Telomerase is a ribonucleoprotein responsible for maintaining telomeres in nearly all eukaryotic cells. The enzyme is able to utilize a short segment of its RNA subunit as the template for the reverse transcription of d(TTAGGG) repeats onto the ends of human chromosomes. Transfection with telomerase was shown to confer immortality on several types of human cells. Moreover, telomerase activation appears to be one of the key events required for malignant transformation of normal cells. Inhibition of telomerase activity in transformed cells results in the cessation of cell proliferation in cultures and provides the rationale for the selection of telomerase as a target for anticancer therapy. Using oligonucleotide N3'-->P5' phosphoramidates (NPs) we have identified a region of the human telomerase RNA subunit (hTR) approximately 100 nt downstream from the template region whose structural integrity appears crucial for telomerase enzymatic activity.
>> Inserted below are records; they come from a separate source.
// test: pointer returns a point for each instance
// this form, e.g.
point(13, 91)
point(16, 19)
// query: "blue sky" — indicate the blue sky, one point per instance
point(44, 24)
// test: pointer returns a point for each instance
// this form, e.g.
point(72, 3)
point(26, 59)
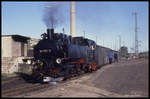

The oligonucleotides targeted to this segment of hTR are potent and specific inhibitors of telomerase activity in biochemical assays. Mutant telomerase, in which 3 nt of hTR were not complementary to a 15 nt NP, was found to be refractory to inhibition by that oligonucleotide. We also demonstrated that the binding of NP, oligonucleotides to this hTR allosteric site results in a marked decrease in the affinity of a telomerase substrate (single-stranded DNA primer) for the enzyme.